Almost everyone was relocated to the city of Mariana. But Elias Geraldo de Oliveiras insisted on staying. He moved in to his sister’s house, one of the few left standing.
“At night it is difficult. It’s so dark. It’s very lonely. You only hear dogs barking, calling out for people,” he says.
“It’s as though we lived in one world and now we are in another.”
He points out the ruins of his favourite bar, the school, the day-care centre that had just been opened – everything buried in mud, the walls still standing, died in solid ochre.
The house he grew up in is destroyed. The mud has dried out at around chest-height, cementing together a bizarre disarray of objects – a record player half dug into the earth, his motorbike, a stove.
He points to the ruins all around and says all the houses were owned by his siblings.
“The community was very unified. Now everyone is scattered apart in Mariana,” he regrets. “I couldn’t stand to live in the city. This is my place.”
‘They killed the river spirit’, Douglas Krenak, 33, indigenous leader
In the days after the dam break, dozens of cities and communities along the Doce river grew apprehensive, as the stain of mud progressed with the currents.
Douglas Krenak recalls the day the water changed colours by the krenak indigenous village, home to about 400 people in Resplendor, between the states of Minas Gerais and Espirito Santo.
“It was dreadful to see that sea of mud invade the river we have always learned to cherish and protect, with thousands of fish dying and dead animals being carried by the stream. We are still in mourning.”
He says the river is fundamentally linked to the tribe’s existence. It provides food; it is a setting for games and rituals; it is where they bathe. All that has been suspended for the unforeseeable future.
He says the krenaks call the Doce river “watu”, great father or great river.
“And we are known as the ‘borum watu’, the people of the great river. It is a member of the tribe.”
He believes the river will never go back to what it used to be. “They killed its spirit. But my people are considered a minority, so this spiritual connection doesn’t matter to them. This will mark us for all our lives.”
‘Not a land for dreams’, Maria do Carmo D’Angelo, 42, farmer
Maria do Carmo D’Angelo lived on the higher area of Paracatu, a rural district of Mariana.

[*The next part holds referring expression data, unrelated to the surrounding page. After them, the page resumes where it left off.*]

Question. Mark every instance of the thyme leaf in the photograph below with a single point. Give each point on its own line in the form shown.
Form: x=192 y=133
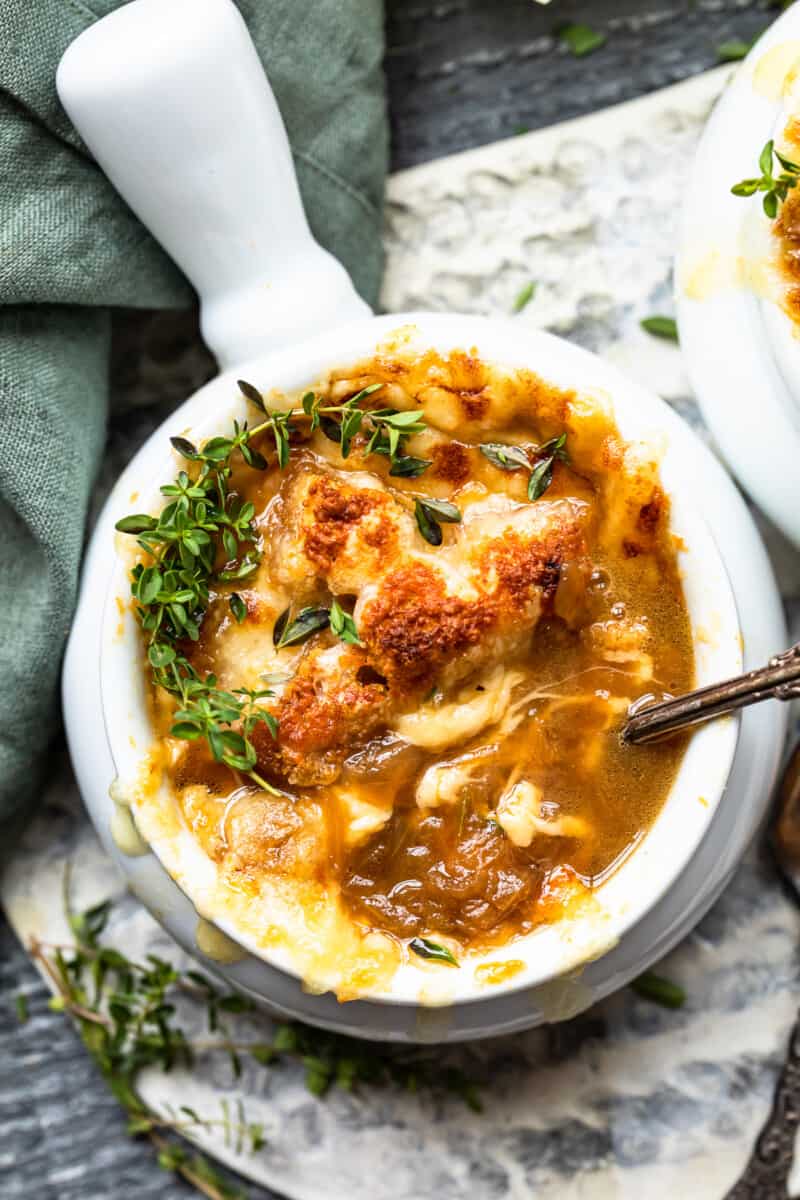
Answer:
x=581 y=39
x=126 y=1015
x=429 y=514
x=427 y=949
x=661 y=327
x=524 y=297
x=292 y=631
x=660 y=990
x=506 y=457
x=343 y=625
x=775 y=187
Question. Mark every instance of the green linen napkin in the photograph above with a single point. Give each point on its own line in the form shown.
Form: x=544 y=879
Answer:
x=71 y=250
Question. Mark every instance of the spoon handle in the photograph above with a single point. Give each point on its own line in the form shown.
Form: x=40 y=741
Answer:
x=780 y=679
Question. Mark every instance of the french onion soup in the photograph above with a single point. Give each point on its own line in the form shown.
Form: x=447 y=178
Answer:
x=391 y=630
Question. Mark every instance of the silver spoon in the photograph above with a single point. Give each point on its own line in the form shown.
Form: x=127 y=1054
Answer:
x=649 y=719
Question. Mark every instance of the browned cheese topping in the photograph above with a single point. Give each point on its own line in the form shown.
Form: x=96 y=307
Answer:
x=456 y=768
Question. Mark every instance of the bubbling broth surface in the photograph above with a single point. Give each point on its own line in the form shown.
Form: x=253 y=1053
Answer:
x=455 y=768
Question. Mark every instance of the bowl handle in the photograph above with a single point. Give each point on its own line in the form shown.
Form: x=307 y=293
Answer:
x=173 y=102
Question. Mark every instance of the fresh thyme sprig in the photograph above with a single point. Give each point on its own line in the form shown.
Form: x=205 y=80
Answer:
x=427 y=949
x=125 y=1013
x=388 y=427
x=202 y=517
x=173 y=589
x=775 y=187
x=431 y=515
x=292 y=630
x=510 y=457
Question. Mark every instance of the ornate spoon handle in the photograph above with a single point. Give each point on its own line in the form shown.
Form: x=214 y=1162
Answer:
x=649 y=720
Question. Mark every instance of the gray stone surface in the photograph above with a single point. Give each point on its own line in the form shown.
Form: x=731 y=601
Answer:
x=464 y=72
x=461 y=72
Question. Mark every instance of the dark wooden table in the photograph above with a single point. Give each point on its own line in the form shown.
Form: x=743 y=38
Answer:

Six months ago, her sister called to warn about the dam break. She rushed to warn the neighbours and pick up her parents who lived further below.
Nobody believed her at first; her elderly parents reluctantly agreed to come with her. When the wave of mud arrived, it was already dark.
“We didn’t need to see what was happening. The noise and the smell were so strong, you would feel it kilometres away,” she recalls vividly.
Suddenly the mud was at her doorstep. “We looked outside, and my parents’ house had disappeared.”
The mud spared Ms D’Angelo’s house, but swept her yard away.
“I had pigs, chicken, goats, a vegetable garden, all gone. But because my house was standing, I wasn’t considered a victim.”
She is now battling her rights to get compensation from Samarco and has just started receiving a monthly allowance from the company. It has not replaced what she used to bring from yard to table.
“We always had fruits, vegetables, chicken, eggs.”
But she no longer wants to live in the house. “I can’t build my dreams under a siren. This wasn’t a risk area when my parents bought the land in the past. Samarco made this a risk area. I want them to give me my dignity again, my right to dream – but it has to be in another place.”